Prediction is not intelligence
It's fascinating how we define intelligence.
Mostly when it comes to evaluating AI for intelligence we evaluate against math. Moravec's paradox suggests it's easier to evaluate computers against hard logical problems than actions a one year old takes.
Things like picking up a cup, learning to walk or to balance is wildly harder to pin down and measure, yet it's what biological intelligence evolved to do.
We humans or animals in general have acquired intelligence over hundreds of thousands of years of evolution. It took a lot of trial and error to get to the level we are now.
How one big questions is how does a baby learn things?
We have a notion of supervised learning where we learn by imitation. Does this work at all?

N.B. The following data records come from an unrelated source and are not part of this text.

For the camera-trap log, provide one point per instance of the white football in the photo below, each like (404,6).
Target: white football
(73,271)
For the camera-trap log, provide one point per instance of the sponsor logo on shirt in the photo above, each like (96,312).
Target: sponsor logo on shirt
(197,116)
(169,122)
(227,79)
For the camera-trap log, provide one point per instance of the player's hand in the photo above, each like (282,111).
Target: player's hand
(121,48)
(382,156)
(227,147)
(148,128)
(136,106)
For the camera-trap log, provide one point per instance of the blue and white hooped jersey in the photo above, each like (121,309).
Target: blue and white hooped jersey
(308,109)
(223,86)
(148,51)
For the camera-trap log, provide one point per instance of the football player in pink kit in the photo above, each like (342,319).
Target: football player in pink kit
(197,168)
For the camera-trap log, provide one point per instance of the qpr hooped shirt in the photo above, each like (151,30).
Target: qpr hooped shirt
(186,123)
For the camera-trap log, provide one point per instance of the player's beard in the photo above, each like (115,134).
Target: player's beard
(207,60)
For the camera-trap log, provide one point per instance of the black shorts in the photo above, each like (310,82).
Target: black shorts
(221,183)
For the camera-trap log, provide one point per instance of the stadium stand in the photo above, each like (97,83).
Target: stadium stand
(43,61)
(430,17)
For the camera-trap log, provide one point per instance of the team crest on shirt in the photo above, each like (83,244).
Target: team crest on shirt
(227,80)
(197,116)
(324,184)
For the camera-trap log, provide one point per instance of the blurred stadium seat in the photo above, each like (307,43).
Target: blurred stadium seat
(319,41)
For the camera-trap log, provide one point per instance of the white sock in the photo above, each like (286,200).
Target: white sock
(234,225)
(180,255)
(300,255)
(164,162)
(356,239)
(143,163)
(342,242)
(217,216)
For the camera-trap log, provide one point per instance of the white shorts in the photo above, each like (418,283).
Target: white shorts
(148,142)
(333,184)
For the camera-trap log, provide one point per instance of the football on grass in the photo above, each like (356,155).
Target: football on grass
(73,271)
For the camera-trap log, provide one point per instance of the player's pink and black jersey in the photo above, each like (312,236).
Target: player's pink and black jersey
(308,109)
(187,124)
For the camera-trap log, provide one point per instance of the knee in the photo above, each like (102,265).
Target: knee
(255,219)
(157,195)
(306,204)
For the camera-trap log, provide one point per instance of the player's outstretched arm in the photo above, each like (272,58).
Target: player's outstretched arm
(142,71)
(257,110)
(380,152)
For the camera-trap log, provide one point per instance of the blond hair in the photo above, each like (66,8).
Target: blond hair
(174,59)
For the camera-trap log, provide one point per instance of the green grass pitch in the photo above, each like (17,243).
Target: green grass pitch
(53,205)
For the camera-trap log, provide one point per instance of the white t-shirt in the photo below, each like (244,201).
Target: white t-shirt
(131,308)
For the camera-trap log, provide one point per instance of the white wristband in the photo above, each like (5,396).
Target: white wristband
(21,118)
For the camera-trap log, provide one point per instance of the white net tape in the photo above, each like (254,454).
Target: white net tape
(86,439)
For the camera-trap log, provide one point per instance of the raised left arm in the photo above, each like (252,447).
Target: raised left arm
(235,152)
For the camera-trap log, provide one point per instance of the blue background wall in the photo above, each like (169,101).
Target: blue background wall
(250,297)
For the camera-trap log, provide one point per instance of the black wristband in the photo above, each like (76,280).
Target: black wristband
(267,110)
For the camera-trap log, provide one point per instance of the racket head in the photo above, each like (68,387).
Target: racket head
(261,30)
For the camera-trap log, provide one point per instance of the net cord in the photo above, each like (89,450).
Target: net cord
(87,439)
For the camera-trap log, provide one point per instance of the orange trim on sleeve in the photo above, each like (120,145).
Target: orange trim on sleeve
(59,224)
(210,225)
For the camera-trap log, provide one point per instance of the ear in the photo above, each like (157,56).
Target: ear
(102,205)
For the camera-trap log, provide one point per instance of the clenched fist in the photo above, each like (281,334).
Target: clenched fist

But when we zoom out to the open, interactive world, imitation is only part of the story. Babies learn by acting, by getting feedback that isn't a label but a cascade of physical consequences: the cup falls, someone laughs, a hand recoils. That stream of outcomes supplies goals → implicit rewards → that the child discovers and optimizes for.
Richard Sutton (one of the founding fathers of reinforcement learning), argues that intelligence is fundamentally about achieving goals through interaction and learning from experience.
LLMs are breathtaking at predicting and mimicking human text. But prediction of tokens is not the same as learning from the consequences of actions in the world. A prediction task doesn't necessarily give the model a goal that changes the external environment and provides feedback for continual learning.
That's also one of the reasons that post training RL fine tuning is becoming a crucial step in LLM training.